Perhaps you can – O’Leary also claimed (I’m still not making this up) that a senior Brexit minister had told him that lost European airline traffic could be made up for through a bilateral agreement with Pakistan. Which seems a bit optimistic to me, but what do I know.

Intercontinental flights are still likely to be more difficult, though. Since 2007, flights between Europe and the US have operated under a separate open skies agreement, and leaving the EU means we’re we’re about to fall out of that, too.  

Surely we’ll just revert to whatever rules there were before.

Apparently not. Airlines for America – a trade body for... well, you can probably guess that, too – has pointed out that, if we do, there are no historic rules to fall back on: there’s no aviation equivalent of the WTO.

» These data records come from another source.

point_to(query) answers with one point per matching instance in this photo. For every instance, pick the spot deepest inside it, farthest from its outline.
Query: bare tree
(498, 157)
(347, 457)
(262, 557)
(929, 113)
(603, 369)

The claim that flights are going to just stop is definitely a worst case scenario: in practice, we can probably negotiate a bunch of new agreements. But we’re already negotiating a lot of other things, and we’re on a deadline, so we’re tight for time.

In fact, we’re really tight for time. Airlines for America has also argued that – because so many tickets are sold a year or more in advance – airlines really need a new deal in place by March 2018, if they’re to have faith they can keep flying. So it’s asking for aviation to be prioritised in negotiations.

The only problem is, we can’t negotiate anything else until the EU decides we’ve made enough progress on the divorce bill and the rights of EU nationals. And the clock’s ticking.

This is just remoaning. Brexit will set us free.

A little bit, maybe. CAA’s Haines has also said he believes “talk of significant retrenchment is very much over-stated, and Brexit offers potential opportunities in other areas”. Falling out of Europe means falling out of European ownership rules, so itcould bring foreign capital into the UK aviation industry (assuming anyone still wants to invest, of course). It would also mean more flexibility on “slot rules”, by which airports have to hand out landing times, and which are I gather a source of some contention at the moment.

But Haines also pointed out that the UK has been one of the most influential contributors to European aviation regulations: leaving the European system will mean we lose that influence. And let’s not forget that it was European law that gave passengers the right to redress when things go wrong: if you’ve ever had a refund after long delays, you’ve got the EU to thank.

So: the planes may not stop flying. But the UK will have less influence over the future of aviation; passengers might have fewer consumer rights; and while it’s not clear that Brexit will mean vastly fewer flights, it’s hard to see how it will mean more, so between that and the slide in sterling, prices are likely to rise, too.

It’s not that Brexit is inevitably going to mean disaster. It’s just that it’ll take a lot of effort for very little obvious reward. Which is becoming something of a theme.

Still, we’ll be free of those bureaucrats at the ECJ, won’t be?

This’ll be a great comfort when we’re all holidaying in Grimsby.